二人が席に座ったところで国王陛下が口を開いた。
「待たせたな。なるべく不信感を持たれないように移動するのに手間取った」
「いえ、そのようなことはありません」
「そうか。知っていると思うが、この部屋で話したことは外には一切漏れない。だから安心して話をしてもらってもいいぞ」
明るさと重々しさが混じった声を発した。聞きたいことはたくさんあるようだ。俺は国王陛下の言葉を静かに待った。
「まずはお礼を言わねばなるまい。ユリウスが準備してくれていた万能薬のお陰で一命を取り留めることができた。あとで褒美を与えることにする」
「当然のことをしたまでです。礼など不要です」
定型通りに言葉を返す。それを聞いたお父様と宰相がウンウンとうなずいている。どうやら及第点はもらえたらしい。何だかだんだんと胃が痛くなってきたぞ。
「そうはいかん。あとで受け取ってもらうぞ。いいな、宰相」
「はい。当然の報酬だと思います。ところで、どうやって万能薬を持ち込んだのですか?」
おっと、どうやらクロエは俺が万能薬を作ったことは言ったようだが、『亜空間』スキルについては黙っていてくれたようである。どんなスキルなのか説明しろって言われたら大変なところだった。
「クロエ様に差し上げたぬいぐるみの中に入れて置いたのですよ」
「なるほど、ぬいぐるみの中に……」
鼻の上のシワを深くして考え込んでいる。たぶん今後はぬいぐるみの中も調べられるようになるんだろうな。ぬいぐるみの中に盗聴器とか仕掛けておかなくて良かった。もしそんなことをしていたら地下牢行き待ったなしだな。
「まさかマーガレットが万能薬の作り方を教えていたとはな。さすがにそれを持ち歩いてはいなかったようだが、貴重な魔法薬なのだろう?」
「ええ、そうですね。運良く貴重な素材を入れていた箱の中に必要な素材がありましたが、一本しか作れませんでした」
何本か作れる量があれば安心できたのに。だがあれだけレアな素材だ。一本分あっただけでも運が良かったのかも知れない。そのお陰で国王陛下の命を救うことができたしね。

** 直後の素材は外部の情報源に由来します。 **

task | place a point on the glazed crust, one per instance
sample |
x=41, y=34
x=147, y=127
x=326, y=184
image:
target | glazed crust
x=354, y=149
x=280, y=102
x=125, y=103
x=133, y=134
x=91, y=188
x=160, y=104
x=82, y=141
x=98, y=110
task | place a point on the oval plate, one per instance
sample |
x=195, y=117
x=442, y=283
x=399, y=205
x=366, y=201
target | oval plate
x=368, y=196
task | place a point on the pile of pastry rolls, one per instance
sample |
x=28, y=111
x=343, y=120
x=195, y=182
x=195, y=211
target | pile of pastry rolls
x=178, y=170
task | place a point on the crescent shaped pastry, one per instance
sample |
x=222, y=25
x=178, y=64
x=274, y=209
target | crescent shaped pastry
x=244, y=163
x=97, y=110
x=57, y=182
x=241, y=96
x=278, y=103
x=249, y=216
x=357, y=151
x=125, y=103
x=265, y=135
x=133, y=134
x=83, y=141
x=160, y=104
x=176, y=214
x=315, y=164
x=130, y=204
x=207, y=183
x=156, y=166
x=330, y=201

あごに手を当てて考えていた国王陛下がお父様の方を見た。
「マクシミリアン、マーガレットが持っていたとされる魔法薬の本はすでにユリウスに継承されているのではないか?」
「……ええ、その通りです。母上から直接、私に手渡されました。これをユリウスに渡してくれと」
お父様がしぶしぶ答えた。この部屋は機密性が高い。それに国王陛下の問いにウソをつくわけにもいかなかったのだろう。お父様としてはまだそのことを内緒にしておきたかったようである。
「やはりそうか。心配はいらん。このことはここだけの秘密にしておく。宰相も良いな?」
「はい。もちろんです」
俺とお父様はそろって頭を下げた。これでしばらくの間は大きな騒ぎになることはなくなったかな? 俺が本を持っているとなると、それを狙ってくる輩がいるだろうからね。何せこの本があれば、高位魔法薬師であるお婆様のお墨付きが得られるのだから。
今現在、魔法薬ギルドで権力争いをしている人たちからすれば、欲しくてたまらない逸品だろう。
「国王陛下にお渡ししたいものがあるのですが」
「何かな?」
俺は一枚の紙を使用人に渡した。使用人がそれを確認すると国王陛下に手渡した。中身を見た国王陛下の目が大きく見開かれた。
「これは……万能薬の作り方か? 良いのか、こんな貴重なものをもらっても」
「構いません。素材がどれも貴重で、私の力では次の万能薬が完成するのがいつになるか分かりません。それならば、王家の魔法薬師に作ってもらった方が良いと考えました」
「ふうむ」
そう言って国王陛下が考え込んだ。隣に座っている宰相もまさか万能薬の作り方を渡されるとは思っていなかったらしく、口が開きっぱなしになっていた。